UC Santa Cruz research to trace bison’s common ancestor helps put to rest the date of its arrival in North America
SANTA CRUZ, CA – March 13, 2017 – New research by Professor Beth Shapiro of the UC Santa Cruz Genomics Institute and University of Alberta Professor Duane Froese has identified North America’s oldest bison fossils and helped construct a bison genealogy establishing that a common maternal ancestor arrived between 130,000 and 195,000 years ago, during a previous ice age.
Shapiro, Froese and colleagues used new techniques for ancient DNA extraction and sequenced the mitochondrial genomes of more than 40 bison, including the two oldest bison fossils ever recovered. Comparing these genomes to additional Siberian and North American bison clarifies the earliest parts of the bison family tree.
“There has long been a controversy about the timing of bison arrival in North America,” said Shapiro. Bison arrival in North America marks the beginning of what geologists call the “Rancholabrean Land Mammal Age,” which is used to discriminate between different ecological periods in the continent’s history. “Until recently, the fossil records from different parts of North America disagreed with each other, with a few fossil localities suggesting that bison arrived millions of years ago, but most old fossil sites showing no evidence of bison at all,” Shapiro said. As new methods to date fossil localities emerged, the ages of the sites in North America with purportedly very old fossil bison have all been questioned, leaving the timing of bison arrival a mystery.
The new study explored fossil locations in Northern North America — the entry point for bison into the continent — and extracted DNA from two of the oldest bison fossils known on the continent. One from Ch’ijee’s Bluff in the Vuntut Gwitchin First Nation in northern Yukon, and another from Snowmass, Colorado.

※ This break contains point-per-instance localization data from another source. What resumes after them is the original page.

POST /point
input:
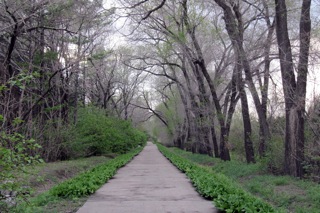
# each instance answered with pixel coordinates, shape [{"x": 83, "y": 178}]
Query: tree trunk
[{"x": 294, "y": 92}]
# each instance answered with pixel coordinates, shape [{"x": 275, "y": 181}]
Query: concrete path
[{"x": 148, "y": 184}]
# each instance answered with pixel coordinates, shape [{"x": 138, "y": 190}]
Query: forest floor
[
  {"x": 44, "y": 176},
  {"x": 283, "y": 192}
]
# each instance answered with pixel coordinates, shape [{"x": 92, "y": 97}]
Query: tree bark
[{"x": 294, "y": 91}]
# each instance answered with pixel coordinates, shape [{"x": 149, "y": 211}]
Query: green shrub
[
  {"x": 96, "y": 134},
  {"x": 87, "y": 183},
  {"x": 225, "y": 194}
]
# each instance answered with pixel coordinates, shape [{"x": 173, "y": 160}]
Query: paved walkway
[{"x": 148, "y": 184}]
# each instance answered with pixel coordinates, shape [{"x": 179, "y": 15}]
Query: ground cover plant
[
  {"x": 226, "y": 195},
  {"x": 283, "y": 192},
  {"x": 73, "y": 192}
]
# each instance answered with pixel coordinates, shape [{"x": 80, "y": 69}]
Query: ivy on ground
[{"x": 225, "y": 194}]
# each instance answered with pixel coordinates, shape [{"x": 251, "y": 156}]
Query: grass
[
  {"x": 43, "y": 176},
  {"x": 53, "y": 184},
  {"x": 283, "y": 192}
]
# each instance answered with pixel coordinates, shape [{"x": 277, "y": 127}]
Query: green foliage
[
  {"x": 15, "y": 155},
  {"x": 79, "y": 186},
  {"x": 225, "y": 194},
  {"x": 96, "y": 134},
  {"x": 284, "y": 192},
  {"x": 88, "y": 182}
]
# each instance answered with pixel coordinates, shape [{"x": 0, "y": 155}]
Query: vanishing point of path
[{"x": 148, "y": 184}]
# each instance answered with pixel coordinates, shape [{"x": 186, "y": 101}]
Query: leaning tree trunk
[{"x": 294, "y": 91}]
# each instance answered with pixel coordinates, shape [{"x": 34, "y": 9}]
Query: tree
[{"x": 294, "y": 89}]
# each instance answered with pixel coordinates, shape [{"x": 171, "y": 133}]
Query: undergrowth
[
  {"x": 283, "y": 192},
  {"x": 76, "y": 188},
  {"x": 225, "y": 194}
]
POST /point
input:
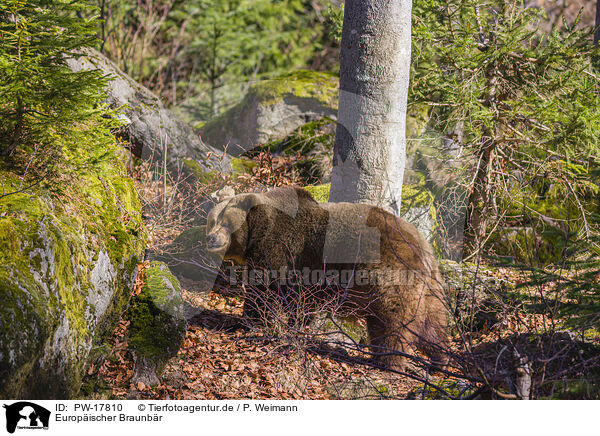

“Bison used what is called the Bering Land Bridge — a vast connection of land between Asia and North America — to cross from Asia into North America. The land bridge forms during ice ages, when much of the water on the planet becomes part of growing continental glaciers, making the sea level much lower than it is today,” explained Shapiro. “After they arrived in Alaska, they spread quickly across the continent, taking advantage of the rich grassland resources that were part of the ice age ecosystem.”
While bison were not introduced by humans to North America, their rapid spread and diversification are hallmarks of an invasive species — and part of what make bison’s role in the Great Plains ecosystem so significant. “Bison arrived in North America and quickly came to dominate a grazing ecosystem that was previously reigned over by horses and mammoths for one million years,” said Shapiro.